Sébastien Doubinsky – “I want To Be A Machine”: Cyberpunk and the Political Esthetics of the Man-Machine. This was fun take on music as the soundtrack of cyberpunk. Seb focused on Ultravox and Kraftwerk as the seminal 1980s tone for cyberpunk, with a generous dose of psychedelic drugs. Not surprising from the author of The Song of Synth, in which a convicted hacker, wearing an ankle bracelet, is a government operative on the trail of billions of dollars in credit that seems to have no source.

Dominic Riemenschneider – Where Reality and Virtuality Collide: (Urban) Architectures in Cyberpunk and the Visual Strategies of the Dystopian Fantastics. This presented a very detailed examination of the built environment in Altered Carbon as an examination of social divisions.

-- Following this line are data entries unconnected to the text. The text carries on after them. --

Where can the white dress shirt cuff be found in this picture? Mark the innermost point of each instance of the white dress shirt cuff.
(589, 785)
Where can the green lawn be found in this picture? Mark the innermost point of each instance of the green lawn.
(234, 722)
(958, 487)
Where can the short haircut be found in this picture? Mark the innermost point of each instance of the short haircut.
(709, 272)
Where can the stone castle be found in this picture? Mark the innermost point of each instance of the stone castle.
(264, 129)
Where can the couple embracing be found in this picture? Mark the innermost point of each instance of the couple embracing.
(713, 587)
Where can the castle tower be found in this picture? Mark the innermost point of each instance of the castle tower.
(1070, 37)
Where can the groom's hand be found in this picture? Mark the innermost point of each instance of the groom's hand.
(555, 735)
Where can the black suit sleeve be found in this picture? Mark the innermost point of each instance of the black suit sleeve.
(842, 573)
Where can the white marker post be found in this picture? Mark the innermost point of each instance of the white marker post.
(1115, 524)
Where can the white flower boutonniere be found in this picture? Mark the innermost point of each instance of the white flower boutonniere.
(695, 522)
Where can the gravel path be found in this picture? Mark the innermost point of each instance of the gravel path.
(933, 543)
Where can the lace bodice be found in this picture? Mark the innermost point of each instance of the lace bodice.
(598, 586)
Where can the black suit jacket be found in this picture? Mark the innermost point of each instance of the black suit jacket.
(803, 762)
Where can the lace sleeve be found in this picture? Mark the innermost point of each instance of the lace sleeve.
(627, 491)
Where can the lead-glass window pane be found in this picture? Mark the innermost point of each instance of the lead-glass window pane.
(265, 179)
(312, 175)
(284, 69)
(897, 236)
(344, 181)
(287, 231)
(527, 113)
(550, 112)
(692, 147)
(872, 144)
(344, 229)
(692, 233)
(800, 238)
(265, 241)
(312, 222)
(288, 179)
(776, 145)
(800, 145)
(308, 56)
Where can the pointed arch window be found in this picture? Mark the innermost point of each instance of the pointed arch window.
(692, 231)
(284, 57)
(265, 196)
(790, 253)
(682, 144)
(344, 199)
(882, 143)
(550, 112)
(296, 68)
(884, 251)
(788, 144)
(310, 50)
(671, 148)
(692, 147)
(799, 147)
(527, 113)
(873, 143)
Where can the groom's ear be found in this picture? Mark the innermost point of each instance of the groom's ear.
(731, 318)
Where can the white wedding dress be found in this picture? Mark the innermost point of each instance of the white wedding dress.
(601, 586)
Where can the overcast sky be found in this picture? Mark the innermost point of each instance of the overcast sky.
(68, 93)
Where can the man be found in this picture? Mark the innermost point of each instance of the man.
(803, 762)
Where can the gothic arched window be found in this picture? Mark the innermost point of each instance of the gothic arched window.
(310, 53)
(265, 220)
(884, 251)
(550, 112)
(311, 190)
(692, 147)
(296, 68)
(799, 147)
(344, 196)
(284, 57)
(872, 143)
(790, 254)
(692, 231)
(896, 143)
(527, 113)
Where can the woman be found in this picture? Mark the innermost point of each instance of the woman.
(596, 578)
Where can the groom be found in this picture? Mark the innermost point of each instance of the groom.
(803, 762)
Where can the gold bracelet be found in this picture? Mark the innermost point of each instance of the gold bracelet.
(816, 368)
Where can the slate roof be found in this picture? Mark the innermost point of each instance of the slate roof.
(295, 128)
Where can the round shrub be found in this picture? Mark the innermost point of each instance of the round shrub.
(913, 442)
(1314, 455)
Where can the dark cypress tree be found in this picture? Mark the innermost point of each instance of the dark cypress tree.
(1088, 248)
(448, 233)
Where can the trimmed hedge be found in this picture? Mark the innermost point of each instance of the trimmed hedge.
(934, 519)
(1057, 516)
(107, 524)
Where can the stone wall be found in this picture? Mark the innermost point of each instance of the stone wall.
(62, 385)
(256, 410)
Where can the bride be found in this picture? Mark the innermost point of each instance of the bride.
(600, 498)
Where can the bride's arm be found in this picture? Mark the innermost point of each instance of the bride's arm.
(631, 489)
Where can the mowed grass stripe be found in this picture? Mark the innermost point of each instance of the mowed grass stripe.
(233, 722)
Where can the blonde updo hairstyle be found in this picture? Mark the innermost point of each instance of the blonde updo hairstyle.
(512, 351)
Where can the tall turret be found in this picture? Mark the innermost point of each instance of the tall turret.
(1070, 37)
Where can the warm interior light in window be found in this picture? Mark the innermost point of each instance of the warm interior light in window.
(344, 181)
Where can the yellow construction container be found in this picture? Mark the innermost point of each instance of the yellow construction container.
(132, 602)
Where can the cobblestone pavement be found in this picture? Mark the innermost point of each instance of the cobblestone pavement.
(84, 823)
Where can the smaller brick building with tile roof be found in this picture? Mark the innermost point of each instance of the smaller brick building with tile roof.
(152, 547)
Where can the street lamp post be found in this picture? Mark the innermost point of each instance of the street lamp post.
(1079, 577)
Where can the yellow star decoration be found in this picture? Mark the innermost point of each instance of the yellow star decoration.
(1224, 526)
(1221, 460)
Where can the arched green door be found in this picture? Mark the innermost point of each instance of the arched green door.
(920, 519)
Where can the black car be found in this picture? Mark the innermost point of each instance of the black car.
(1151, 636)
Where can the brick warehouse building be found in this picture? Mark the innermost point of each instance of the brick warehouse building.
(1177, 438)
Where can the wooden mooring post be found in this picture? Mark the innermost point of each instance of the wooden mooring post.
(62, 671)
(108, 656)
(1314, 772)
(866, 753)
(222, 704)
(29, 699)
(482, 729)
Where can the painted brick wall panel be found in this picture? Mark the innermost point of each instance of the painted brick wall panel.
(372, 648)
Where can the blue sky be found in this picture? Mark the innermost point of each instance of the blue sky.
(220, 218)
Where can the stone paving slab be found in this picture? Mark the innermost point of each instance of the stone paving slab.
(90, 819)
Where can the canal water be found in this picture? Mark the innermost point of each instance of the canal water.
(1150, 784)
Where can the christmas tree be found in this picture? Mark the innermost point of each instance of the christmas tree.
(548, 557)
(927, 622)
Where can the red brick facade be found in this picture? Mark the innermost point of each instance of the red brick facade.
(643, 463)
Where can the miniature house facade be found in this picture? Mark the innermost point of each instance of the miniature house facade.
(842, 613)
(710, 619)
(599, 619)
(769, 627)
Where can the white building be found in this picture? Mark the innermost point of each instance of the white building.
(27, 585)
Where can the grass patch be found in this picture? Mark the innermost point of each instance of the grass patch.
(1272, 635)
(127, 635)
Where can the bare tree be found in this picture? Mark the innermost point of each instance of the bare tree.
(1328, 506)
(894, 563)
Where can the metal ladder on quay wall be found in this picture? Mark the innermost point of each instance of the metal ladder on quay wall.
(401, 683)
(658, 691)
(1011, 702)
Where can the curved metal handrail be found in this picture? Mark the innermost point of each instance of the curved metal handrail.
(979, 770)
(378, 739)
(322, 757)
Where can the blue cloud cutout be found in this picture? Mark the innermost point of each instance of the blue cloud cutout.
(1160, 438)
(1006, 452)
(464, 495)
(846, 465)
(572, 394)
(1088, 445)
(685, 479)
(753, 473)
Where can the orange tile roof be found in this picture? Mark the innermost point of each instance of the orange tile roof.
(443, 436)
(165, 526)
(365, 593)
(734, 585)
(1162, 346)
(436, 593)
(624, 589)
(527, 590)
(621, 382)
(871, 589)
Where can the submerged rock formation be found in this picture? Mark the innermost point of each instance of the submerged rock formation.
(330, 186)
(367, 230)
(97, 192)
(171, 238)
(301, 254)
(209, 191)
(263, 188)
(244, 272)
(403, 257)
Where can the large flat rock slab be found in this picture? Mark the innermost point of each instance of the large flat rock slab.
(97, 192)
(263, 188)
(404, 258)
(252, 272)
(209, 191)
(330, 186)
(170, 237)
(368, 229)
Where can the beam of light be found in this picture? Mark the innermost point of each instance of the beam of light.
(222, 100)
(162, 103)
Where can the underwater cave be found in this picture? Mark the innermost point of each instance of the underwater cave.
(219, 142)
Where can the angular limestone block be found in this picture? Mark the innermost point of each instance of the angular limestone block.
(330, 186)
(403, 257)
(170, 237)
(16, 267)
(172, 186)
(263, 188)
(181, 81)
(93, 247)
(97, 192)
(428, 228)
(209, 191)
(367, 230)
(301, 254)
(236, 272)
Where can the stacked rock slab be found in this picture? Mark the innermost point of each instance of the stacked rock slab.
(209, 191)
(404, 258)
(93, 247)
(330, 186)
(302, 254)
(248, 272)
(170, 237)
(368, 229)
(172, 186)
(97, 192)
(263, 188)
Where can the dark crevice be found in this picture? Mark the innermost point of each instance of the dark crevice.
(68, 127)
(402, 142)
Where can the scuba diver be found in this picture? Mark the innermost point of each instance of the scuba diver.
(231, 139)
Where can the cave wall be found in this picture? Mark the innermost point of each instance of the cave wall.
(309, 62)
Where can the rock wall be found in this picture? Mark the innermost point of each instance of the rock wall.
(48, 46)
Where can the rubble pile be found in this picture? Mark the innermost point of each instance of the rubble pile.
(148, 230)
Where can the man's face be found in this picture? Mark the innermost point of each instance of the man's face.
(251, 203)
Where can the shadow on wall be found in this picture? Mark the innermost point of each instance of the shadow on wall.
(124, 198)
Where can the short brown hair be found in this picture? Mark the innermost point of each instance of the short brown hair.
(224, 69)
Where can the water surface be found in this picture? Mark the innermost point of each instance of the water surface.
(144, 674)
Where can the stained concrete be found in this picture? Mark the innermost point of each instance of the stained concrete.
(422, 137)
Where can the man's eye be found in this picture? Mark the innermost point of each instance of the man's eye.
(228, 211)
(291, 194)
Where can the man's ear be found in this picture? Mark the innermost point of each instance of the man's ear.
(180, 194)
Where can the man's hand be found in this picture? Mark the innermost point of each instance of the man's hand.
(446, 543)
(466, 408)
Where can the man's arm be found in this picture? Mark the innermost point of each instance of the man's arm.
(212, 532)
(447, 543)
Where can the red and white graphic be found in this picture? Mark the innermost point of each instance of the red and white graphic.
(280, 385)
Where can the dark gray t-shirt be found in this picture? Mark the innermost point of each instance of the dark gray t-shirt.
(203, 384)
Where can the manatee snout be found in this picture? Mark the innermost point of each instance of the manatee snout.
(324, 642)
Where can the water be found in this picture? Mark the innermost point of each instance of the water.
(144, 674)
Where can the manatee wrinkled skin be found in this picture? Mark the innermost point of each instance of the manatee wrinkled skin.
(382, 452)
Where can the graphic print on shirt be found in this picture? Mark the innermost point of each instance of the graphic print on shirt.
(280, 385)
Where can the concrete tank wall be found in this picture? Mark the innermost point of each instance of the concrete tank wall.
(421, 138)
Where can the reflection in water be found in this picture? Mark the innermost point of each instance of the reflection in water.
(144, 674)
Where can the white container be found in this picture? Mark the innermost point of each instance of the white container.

Sasha Myerson Utopian Enclaves: The City within Feminist Cyberpunk Sasha’s presentation was, perhaps, the most punk thing I’ve experienced recently, presented as a video montage of hypnotically pleasing wierdness. She got me with the opening clip of the Warriors, but the samples from from two Japanese films, Sogo Ishii’s Burst City, and Shinya Tsukamoto’s Tetsuo put this video over the top. If this is academic cultural commentary, then, thank you, please more of this!

Steven Shaviro Machine Logic Can Be Tricky: Pat Cadigan’s “AI and the Trolley Problem” One of the best presentations in the whole conference, Shaviro calmly unravels and revels in Pat Cadigan’s fictional hijinks with AI.

Julia Gatermann – “Nostalgia for the Future”: Projecting a Post-Disability Image through Retro-Futuristic Aesthetics in Viktoria Modesta’s “Prototype” In this session Julia grabbed the cyberpunk aesthetic for body modification and went to very interesting places. Does disabled become a springboard into new morphologies of human, to the transhuman, when human-machine embeddedness can transform people into new forms? Amazing.

But, hey, there were thirty-two presentations and discussions! These are just a few that I happened to enjoy. I really hope that the work that went into this conference can inspire some new modes in the virtual con toolkit. SMOFs gather round and check it out! And a hearty thanks to Lars Schmeink, Sherryl Vint, Anna McFarlane, Graham Murphy, and all the organizers who thought it would be a good idea to open up the conference to the digital attendees around the world.